Authenticity as a Differentiator for Newsrooms
Addressing the proliferation of AI-generated video requires a multi-faceted approach. Tech platforms can implement more robust guardrails on their generative tools, regulators can update frameworks, and detection technologies can improve. However, for news organizations, the most impactful strategy for rebuilding trust lies in transparency.

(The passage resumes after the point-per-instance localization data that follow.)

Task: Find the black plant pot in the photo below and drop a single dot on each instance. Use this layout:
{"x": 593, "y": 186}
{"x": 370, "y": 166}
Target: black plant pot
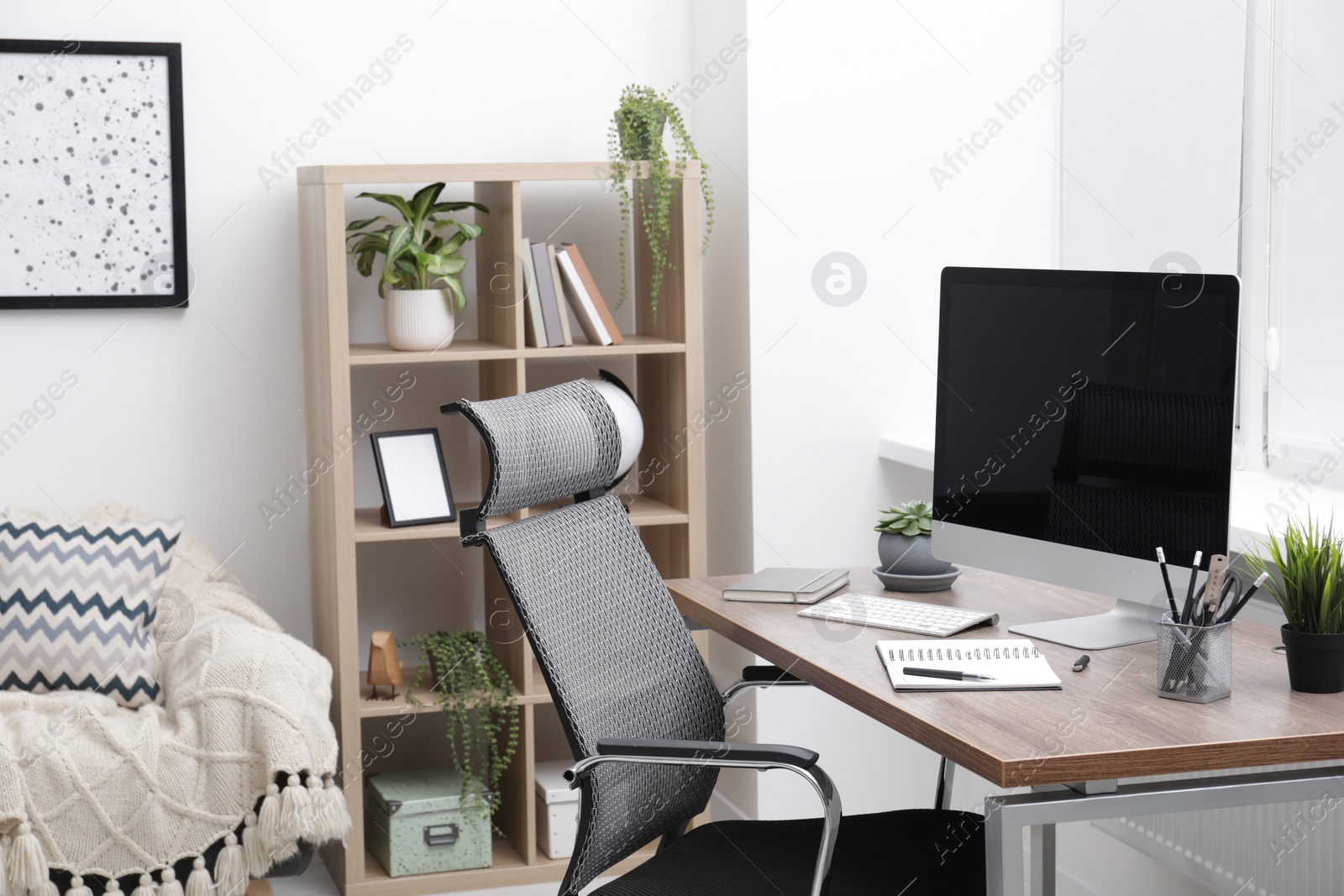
{"x": 1315, "y": 661}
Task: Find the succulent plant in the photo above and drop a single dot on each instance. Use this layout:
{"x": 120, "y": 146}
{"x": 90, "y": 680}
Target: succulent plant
{"x": 911, "y": 517}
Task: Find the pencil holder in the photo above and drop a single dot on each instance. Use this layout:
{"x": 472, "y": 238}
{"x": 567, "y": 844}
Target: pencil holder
{"x": 1194, "y": 663}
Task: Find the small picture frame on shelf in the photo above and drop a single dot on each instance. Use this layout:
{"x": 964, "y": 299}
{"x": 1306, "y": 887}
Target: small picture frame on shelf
{"x": 414, "y": 479}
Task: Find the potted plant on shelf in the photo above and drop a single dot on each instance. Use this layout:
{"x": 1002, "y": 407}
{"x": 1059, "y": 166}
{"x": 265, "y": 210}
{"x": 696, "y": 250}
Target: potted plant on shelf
{"x": 905, "y": 546}
{"x": 1310, "y": 589}
{"x": 418, "y": 280}
{"x": 474, "y": 689}
{"x": 636, "y": 136}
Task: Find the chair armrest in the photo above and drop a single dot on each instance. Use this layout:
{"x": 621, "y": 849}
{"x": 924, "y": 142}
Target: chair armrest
{"x": 763, "y": 678}
{"x": 710, "y": 750}
{"x": 770, "y": 674}
{"x": 716, "y": 754}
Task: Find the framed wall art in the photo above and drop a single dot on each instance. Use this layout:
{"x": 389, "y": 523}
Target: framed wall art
{"x": 93, "y": 210}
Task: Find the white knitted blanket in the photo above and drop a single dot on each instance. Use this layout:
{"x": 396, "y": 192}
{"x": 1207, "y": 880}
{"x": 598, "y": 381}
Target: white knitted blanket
{"x": 97, "y": 789}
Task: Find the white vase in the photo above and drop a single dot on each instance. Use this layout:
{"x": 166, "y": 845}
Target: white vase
{"x": 418, "y": 320}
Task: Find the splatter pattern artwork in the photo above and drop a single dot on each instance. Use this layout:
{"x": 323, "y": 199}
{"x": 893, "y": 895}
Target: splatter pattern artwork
{"x": 87, "y": 187}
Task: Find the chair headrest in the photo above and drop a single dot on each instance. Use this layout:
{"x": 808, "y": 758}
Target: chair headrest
{"x": 544, "y": 445}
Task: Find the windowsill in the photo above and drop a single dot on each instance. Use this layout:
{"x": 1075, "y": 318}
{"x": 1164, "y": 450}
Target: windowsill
{"x": 1253, "y": 490}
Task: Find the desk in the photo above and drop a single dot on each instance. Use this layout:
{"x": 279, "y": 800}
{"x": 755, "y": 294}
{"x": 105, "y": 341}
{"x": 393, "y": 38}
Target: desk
{"x": 1072, "y": 746}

Audiences are increasingly wary of opaque sourcing and crave insight into how newsrooms confirm the veracity of their content. Initiatives like BBC Verify and CBS News Confirmed exemplify a growing trend of verification-forward reporting, integrating open-source intelligence and forensic checks into their journalistic processes. These include examining provenance, imagery, metadata patterns, and geolocation. News agencies are increasingly providing these essential verification details to their partners.
In an era where AI-generated video is becoming cheap, fast, and ubiquitous, transparency is emerging as the primary differentiator for credibility. As the digital ecosystem becomes flooded with synthetic content, organizations that prioritize and openly demonstrate their verification processes will garner greater trust. The most impactful videos in internet history were often imperfect, flawed, and inherently human – qualities that AI still struggles to authentically replicate. While AI can mimic the visual language of truth, it cannot yet reproduce the unpredictable spontaneity of real life. The stakes extend beyond mere misinformation; they concern the public's fundamental ability to trust what they see in moments of critical importance.